The Minneapolis survey also found parents ranked old fashioned techniques such as report cards and parent-teacher communication much more highly than standardized test scores for “gauging student success.” Parents also believed that “hearing from a child” was more important than test scores “when grasping how a child is performing in school.” Perhaps even more compelling, the Minneapolis survey indicates that white and Asian parents were far more likely than black, Latino and Native American parents to “look to” test scores.
The article does not delve into why this may be true, but it does stand to reason that parents of kids who tend to score the highest on standardized tests—i.e., white and Asian-American students—may place more value on such outcomes. White and Asian-American students also, statistically, tend to be wealthier than other students, and standardized test results often reflect a student’s socioeconomic status.
In 2013, a survey of parents in Georgia by the Thomas B. Fordham Institute (a conservative think tank that typically favors charters) also showed that a majority of parents identified non-academic factors as the primary reason why they chose one school over another. The Georgia survey was done to support the concept of tax-credit scholarships (also known as “neovouchers”), used to send more students to private school.

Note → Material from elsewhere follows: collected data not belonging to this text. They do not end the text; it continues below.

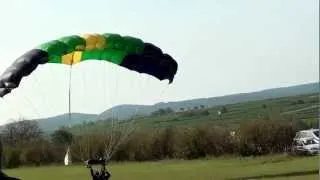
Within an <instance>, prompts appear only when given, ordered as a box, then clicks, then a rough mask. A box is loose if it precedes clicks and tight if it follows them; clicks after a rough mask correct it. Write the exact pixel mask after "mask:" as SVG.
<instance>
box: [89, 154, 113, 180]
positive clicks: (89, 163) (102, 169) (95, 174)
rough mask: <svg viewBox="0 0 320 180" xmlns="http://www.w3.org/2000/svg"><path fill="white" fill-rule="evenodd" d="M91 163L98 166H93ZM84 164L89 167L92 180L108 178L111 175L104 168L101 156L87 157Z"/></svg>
mask: <svg viewBox="0 0 320 180" xmlns="http://www.w3.org/2000/svg"><path fill="white" fill-rule="evenodd" d="M93 165H98V166H100V167H98V168H94V167H93ZM86 166H87V168H89V169H90V174H91V177H92V180H108V179H109V178H110V177H111V174H110V172H109V171H108V170H107V169H106V160H105V159H103V158H99V159H89V160H87V161H86Z"/></svg>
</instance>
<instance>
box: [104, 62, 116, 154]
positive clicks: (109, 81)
mask: <svg viewBox="0 0 320 180" xmlns="http://www.w3.org/2000/svg"><path fill="white" fill-rule="evenodd" d="M110 67H111V69H112V66H110ZM111 69H110V71H107V73H110V74H109V75H108V77H111V75H114V74H115V73H114V72H111ZM117 77H118V76H116V78H117ZM116 78H114V79H115V80H116V82H117V79H116ZM111 79H112V77H111ZM111 79H109V82H111ZM110 84H111V83H110ZM115 86H117V84H116V83H115ZM109 89H110V88H109ZM115 89H116V88H115ZM112 92H114V93H115V94H112ZM116 92H117V91H113V90H112V91H109V98H108V99H109V102H110V105H111V106H110V110H111V113H110V114H111V115H110V117H111V118H108V119H109V120H111V127H110V132H109V135H107V136H106V137H108V144H107V145H106V146H107V147H106V149H105V156H106V159H110V158H111V157H110V153H111V150H112V146H113V139H114V137H113V136H114V127H115V122H114V110H113V99H112V97H117V96H116ZM108 119H106V120H107V121H109V120H108ZM107 123H109V122H107ZM105 144H106V143H105Z"/></svg>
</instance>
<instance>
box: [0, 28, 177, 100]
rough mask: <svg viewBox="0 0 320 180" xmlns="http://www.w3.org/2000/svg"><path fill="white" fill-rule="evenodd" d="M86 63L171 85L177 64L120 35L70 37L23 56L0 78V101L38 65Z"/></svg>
mask: <svg viewBox="0 0 320 180" xmlns="http://www.w3.org/2000/svg"><path fill="white" fill-rule="evenodd" d="M86 60H102V61H107V62H111V63H114V64H117V65H119V66H121V67H124V68H127V69H130V70H133V71H136V72H139V73H145V74H149V75H151V76H154V77H156V78H157V79H159V80H164V79H168V80H169V83H171V82H172V81H173V79H174V76H175V74H176V72H177V68H178V64H177V62H176V61H175V60H174V59H173V58H172V57H171V56H170V55H168V54H165V53H163V52H162V50H161V49H160V48H159V47H157V46H155V45H153V44H151V43H146V42H143V41H142V40H141V39H138V38H135V37H131V36H121V35H119V34H111V33H105V34H85V35H82V36H78V35H71V36H66V37H62V38H59V39H57V40H52V41H49V42H46V43H44V44H41V45H39V46H37V47H36V48H34V49H32V50H30V51H28V52H26V53H25V54H23V55H22V56H20V57H19V58H18V59H16V60H15V61H14V62H13V64H12V65H11V66H10V67H9V68H8V69H6V71H5V72H4V73H3V74H2V75H1V76H0V97H3V96H5V95H6V94H8V93H10V92H11V90H12V89H14V88H17V87H18V86H19V84H20V81H21V79H22V78H23V77H24V76H28V75H29V74H31V73H32V72H33V71H34V70H35V69H36V68H37V66H38V65H40V64H46V63H57V64H66V65H73V64H77V63H81V62H82V61H86Z"/></svg>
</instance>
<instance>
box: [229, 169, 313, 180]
mask: <svg viewBox="0 0 320 180" xmlns="http://www.w3.org/2000/svg"><path fill="white" fill-rule="evenodd" d="M318 173H319V170H310V171H297V172H289V173H281V174H266V175H259V176H248V177H237V178H229V179H228V180H249V179H268V178H279V177H292V176H306V175H312V174H318Z"/></svg>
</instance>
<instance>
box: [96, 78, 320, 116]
mask: <svg viewBox="0 0 320 180" xmlns="http://www.w3.org/2000/svg"><path fill="white" fill-rule="evenodd" d="M319 91H320V90H319V84H318V83H309V84H302V85H297V86H291V87H282V88H274V89H267V90H263V91H258V92H251V93H240V94H233V95H226V96H221V97H212V98H201V99H192V100H185V101H178V102H167V103H158V104H155V105H151V106H145V105H120V106H116V107H113V108H111V109H108V110H106V111H105V112H103V113H101V114H100V115H99V118H100V119H107V118H110V117H112V115H113V114H116V115H117V117H118V118H119V119H126V118H129V117H131V116H134V115H136V114H139V115H149V114H150V113H152V112H153V111H156V110H157V109H160V108H162V109H163V108H172V109H173V110H175V111H179V110H180V109H182V108H183V109H190V108H194V107H196V106H197V107H199V106H201V105H203V106H205V107H212V106H220V105H226V104H234V103H241V102H248V101H257V100H264V99H273V98H279V97H287V96H296V95H301V94H312V93H318V92H319Z"/></svg>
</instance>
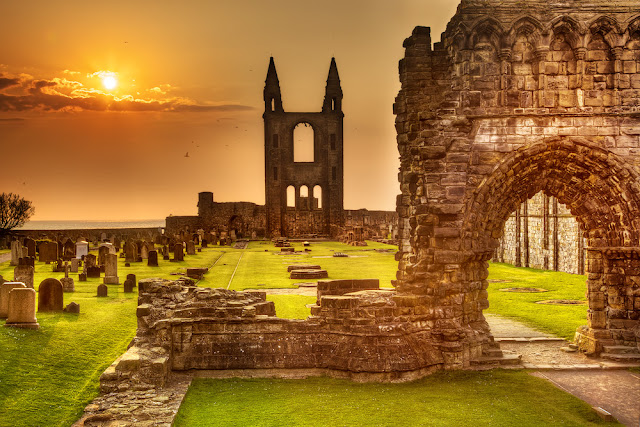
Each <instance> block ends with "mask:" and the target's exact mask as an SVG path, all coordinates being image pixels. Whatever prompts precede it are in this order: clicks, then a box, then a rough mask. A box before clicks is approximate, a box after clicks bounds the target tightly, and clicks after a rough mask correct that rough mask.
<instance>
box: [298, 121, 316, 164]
mask: <svg viewBox="0 0 640 427" xmlns="http://www.w3.org/2000/svg"><path fill="white" fill-rule="evenodd" d="M314 147H315V144H314V132H313V127H312V126H311V125H310V124H309V123H298V125H297V126H296V127H295V129H294V130H293V161H294V162H296V163H303V162H304V163H307V162H313V161H314Z"/></svg>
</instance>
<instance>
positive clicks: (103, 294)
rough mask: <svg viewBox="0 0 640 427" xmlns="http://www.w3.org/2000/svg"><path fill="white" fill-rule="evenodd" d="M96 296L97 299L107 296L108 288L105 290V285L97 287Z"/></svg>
mask: <svg viewBox="0 0 640 427" xmlns="http://www.w3.org/2000/svg"><path fill="white" fill-rule="evenodd" d="M98 296H99V297H106V296H109V288H107V285H105V284H101V285H98Z"/></svg>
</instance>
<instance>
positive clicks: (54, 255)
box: [38, 242, 58, 264]
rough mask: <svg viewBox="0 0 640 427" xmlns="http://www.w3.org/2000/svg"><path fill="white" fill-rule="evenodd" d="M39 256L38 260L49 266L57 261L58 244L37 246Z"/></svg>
mask: <svg viewBox="0 0 640 427" xmlns="http://www.w3.org/2000/svg"><path fill="white" fill-rule="evenodd" d="M38 252H39V254H40V256H39V258H38V260H39V261H40V262H44V263H46V264H49V263H51V262H54V261H57V260H58V244H57V243H56V242H42V243H40V246H38Z"/></svg>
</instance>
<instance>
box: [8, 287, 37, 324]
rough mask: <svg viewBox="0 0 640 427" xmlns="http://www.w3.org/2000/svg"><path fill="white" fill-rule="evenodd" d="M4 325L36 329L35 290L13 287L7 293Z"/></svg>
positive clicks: (36, 320) (35, 292) (35, 306)
mask: <svg viewBox="0 0 640 427" xmlns="http://www.w3.org/2000/svg"><path fill="white" fill-rule="evenodd" d="M4 326H6V327H13V328H25V329H38V328H39V327H40V325H38V320H37V319H36V291H35V289H31V288H15V289H13V290H12V291H11V292H10V293H9V300H8V318H7V323H5V324H4Z"/></svg>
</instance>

In a way, the effort backfired. Less than 10 percent of parents said they looked for “higher standardized test scores” when selecting a school. Instead, things like smaller class sizes, safety and a “better learning environment” mattered more. Currently, many states are in the throes of preparing school accountability plans, as required by the federal Every Student Succeeds Act. While the transition to the Trump administration has brought some uncertainty for this new education policy, so far, it will allow states to move away from an overreliance on test-based measures of success.
Survey results such as the ones from Minneapolis should, if taken seriously, help policymakers understand that school choice systems built around standardized test scores may not be as important as having a safe, welcoming school in every neighborhood, where relationships and teacher-parent communication rank high.